The silky-smooth sound and extraordinary ensemble that is the Voces8 trademark was in evidence throughout, even when one of their number had to self-isolate and be replaced at the last minute. If there is a minor complaint it might be that most of the pieces were slow and richly euphonious, and I might have liked a bit more spice with the sugar, or at least a bit more variety of tempo. But they know their market.
The additional item in concert 2 was the Aeolians, a legendary gospel choir from Oakwood University, an Adventist college in Alabama. They come from the “more is more” school, ladling on the kitsch and earnest religiosity. Hampered as they were by having to sing in masks, I found it difficult to connect with this performance, even as I warmed to their determination evident in making it happen.
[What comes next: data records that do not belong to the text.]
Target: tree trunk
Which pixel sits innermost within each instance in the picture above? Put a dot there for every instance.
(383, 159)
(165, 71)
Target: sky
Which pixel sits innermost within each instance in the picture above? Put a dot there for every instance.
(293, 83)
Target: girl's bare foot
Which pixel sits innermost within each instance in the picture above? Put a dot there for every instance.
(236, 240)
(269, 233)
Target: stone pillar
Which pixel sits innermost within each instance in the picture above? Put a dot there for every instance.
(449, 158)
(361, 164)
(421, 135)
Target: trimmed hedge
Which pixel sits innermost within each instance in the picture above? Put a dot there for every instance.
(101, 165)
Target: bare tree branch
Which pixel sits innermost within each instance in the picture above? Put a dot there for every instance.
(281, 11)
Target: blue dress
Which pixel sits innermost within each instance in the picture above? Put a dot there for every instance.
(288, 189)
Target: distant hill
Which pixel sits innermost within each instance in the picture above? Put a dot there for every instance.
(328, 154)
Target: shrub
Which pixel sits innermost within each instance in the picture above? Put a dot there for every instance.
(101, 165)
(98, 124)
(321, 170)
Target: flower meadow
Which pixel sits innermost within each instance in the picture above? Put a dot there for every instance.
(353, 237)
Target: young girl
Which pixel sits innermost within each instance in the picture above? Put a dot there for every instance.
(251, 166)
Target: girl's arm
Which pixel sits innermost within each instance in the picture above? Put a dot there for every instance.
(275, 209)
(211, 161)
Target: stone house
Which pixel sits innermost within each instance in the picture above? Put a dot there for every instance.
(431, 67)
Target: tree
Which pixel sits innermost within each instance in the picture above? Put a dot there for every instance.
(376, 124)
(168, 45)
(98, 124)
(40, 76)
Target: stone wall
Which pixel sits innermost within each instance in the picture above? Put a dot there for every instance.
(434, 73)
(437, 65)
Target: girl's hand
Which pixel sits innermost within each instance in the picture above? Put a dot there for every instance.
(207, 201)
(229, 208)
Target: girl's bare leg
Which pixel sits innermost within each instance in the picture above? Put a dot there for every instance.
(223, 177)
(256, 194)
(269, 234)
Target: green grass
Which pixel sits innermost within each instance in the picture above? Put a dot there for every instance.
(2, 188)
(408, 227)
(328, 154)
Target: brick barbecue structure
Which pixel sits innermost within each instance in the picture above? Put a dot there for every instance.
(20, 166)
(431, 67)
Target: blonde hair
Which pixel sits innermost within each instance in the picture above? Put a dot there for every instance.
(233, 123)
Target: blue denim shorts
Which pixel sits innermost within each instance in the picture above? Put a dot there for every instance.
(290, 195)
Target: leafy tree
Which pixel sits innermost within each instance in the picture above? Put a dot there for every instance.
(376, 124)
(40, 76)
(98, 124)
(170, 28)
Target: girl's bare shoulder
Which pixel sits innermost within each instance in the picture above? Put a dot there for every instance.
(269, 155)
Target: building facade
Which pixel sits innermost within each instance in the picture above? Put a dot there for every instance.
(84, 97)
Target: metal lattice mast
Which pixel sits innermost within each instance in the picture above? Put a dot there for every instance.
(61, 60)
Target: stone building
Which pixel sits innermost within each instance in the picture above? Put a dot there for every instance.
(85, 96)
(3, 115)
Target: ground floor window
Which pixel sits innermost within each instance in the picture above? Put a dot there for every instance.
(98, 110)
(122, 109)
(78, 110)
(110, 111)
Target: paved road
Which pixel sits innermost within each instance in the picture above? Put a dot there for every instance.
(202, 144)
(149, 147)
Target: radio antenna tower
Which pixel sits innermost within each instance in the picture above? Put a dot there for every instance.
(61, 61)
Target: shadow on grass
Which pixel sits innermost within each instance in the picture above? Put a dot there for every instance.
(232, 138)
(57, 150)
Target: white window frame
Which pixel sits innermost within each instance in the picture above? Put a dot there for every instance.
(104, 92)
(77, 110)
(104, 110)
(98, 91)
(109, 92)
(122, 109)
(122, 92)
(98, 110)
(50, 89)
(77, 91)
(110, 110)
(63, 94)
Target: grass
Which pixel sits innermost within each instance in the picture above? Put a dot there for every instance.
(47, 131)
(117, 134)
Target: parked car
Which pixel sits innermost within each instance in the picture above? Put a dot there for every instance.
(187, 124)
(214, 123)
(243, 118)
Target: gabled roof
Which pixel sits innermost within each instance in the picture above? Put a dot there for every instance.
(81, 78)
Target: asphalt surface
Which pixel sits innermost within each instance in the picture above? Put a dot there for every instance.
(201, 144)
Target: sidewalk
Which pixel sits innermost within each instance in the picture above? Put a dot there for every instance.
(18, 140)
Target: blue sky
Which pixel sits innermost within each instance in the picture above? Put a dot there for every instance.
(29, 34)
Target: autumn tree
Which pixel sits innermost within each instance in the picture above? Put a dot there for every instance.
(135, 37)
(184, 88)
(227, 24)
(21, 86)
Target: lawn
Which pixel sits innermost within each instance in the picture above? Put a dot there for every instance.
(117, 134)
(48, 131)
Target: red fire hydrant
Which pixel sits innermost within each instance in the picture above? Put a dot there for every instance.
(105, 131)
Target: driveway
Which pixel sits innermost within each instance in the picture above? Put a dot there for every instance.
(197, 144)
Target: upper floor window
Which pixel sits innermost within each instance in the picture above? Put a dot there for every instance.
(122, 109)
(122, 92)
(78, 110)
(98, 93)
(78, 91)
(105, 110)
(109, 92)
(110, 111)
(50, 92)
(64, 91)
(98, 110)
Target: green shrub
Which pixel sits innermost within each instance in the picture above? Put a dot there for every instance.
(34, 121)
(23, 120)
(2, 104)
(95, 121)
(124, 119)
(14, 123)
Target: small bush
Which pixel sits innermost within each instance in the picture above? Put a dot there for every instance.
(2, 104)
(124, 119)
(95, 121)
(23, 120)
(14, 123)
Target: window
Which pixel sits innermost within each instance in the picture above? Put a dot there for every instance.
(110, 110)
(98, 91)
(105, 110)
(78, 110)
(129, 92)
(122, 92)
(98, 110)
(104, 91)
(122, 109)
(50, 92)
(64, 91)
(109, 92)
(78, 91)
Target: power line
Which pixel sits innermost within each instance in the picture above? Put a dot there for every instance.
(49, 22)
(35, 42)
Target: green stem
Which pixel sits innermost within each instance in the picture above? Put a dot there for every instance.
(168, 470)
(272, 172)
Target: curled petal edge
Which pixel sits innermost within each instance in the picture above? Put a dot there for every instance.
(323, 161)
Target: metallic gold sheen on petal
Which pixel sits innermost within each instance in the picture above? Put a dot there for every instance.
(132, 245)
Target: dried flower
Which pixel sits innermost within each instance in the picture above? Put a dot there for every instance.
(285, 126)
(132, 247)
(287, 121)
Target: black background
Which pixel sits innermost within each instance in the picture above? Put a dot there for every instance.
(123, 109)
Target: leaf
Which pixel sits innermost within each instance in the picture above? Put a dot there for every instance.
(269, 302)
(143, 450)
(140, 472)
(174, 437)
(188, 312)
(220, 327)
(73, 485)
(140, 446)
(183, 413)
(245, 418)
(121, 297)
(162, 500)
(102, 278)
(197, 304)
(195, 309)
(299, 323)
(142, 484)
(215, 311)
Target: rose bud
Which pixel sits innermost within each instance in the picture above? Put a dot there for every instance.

This contrasted strongly with the set from Ken Burton’s London Adventist Chorale (pictured above by Libby Percival). They too engaged with the African-American spiritual tradition, but in a way that (to me, and I’m no expert) seemed more in keeping with the simplicity and humility of the songs. Burton is a wonderful choral leader, taking a choir that was the notably the most diverse in the whole festival to date, in age, race and musical background, and melding them into something special.
Burton is also an expert arranger, and he was happier to let the songs speak for themselves than the Aeolians. His relatively simple, mostly chordal arrangements had real atmosphere and were delivered with sincerity and conviction. (I loved Deep River, with its fruity low D-flats in the bass.) There were also faster pieces – Joyful True Religion was the stand-out – that balanced the set, and if intonation was occasionally an issue I would put this down to the unfamiliar distancing between members of the choir, that makes hearing the other singers so hard.
The remaining two concerts featured Apollo5, Voces8’s sister group, and the Tallis Scholars. Apollo5 (pictured above by Libby Percival) mixed ancient and contemporary carols in some fine arrangements by Fraser Wilson, of which the best was The Angel Gabriel. They also have a seamless blend, heard best when they sang in unison. Their glittering performance of Josquin’s Gaude Virgo Mater Christi was energetic and crisp, and in Alexander Campkin’s Crimson Sun the glorious “glorias” sounded like 10 rather than five voices.
The Tallis Scholars under Peter Phillips (pictured below by Peter Adamik) gave a typically refined concert of their core repertoire: Tallis, Sheppard, Victoria, with a dash of Britten and Pärt. The singing offered – even to this atheist – a glimpse of heaven, generating a physical pleasure in the act of listening. The soaring top line bore out Peter Phillips’ explication in the pre-interview of his feelings about vibrato: not to eliminate vibrato altogether but aim for a purity and cleanness of sound at all times. (“Vibrato is a fact of life,” Phillips said, but also: “vibrato is basically out of tune.”) Nothing was out of tune in this performance, in which Phillips was a headmasterly presence, minimal gestures shaping each vocal gesture with care.
The Young Performers Spotlight sections featured vocal ensembles from Germany, Singapore as well as the UK, mostly singing lightweight Christmas items. Although I welcomed and enjoyed their inclusion I felt they could have been given – or taken – freer rein in their repertoire choices, which were undeniably safety-first.
There is more to come from this beautifully packaged and lavishly tooled festival, leading up to Christmas Day – part of the marketing is as an ideal Christmas gift for a music lover in the family. It certainly has my enthusiastic recommendation.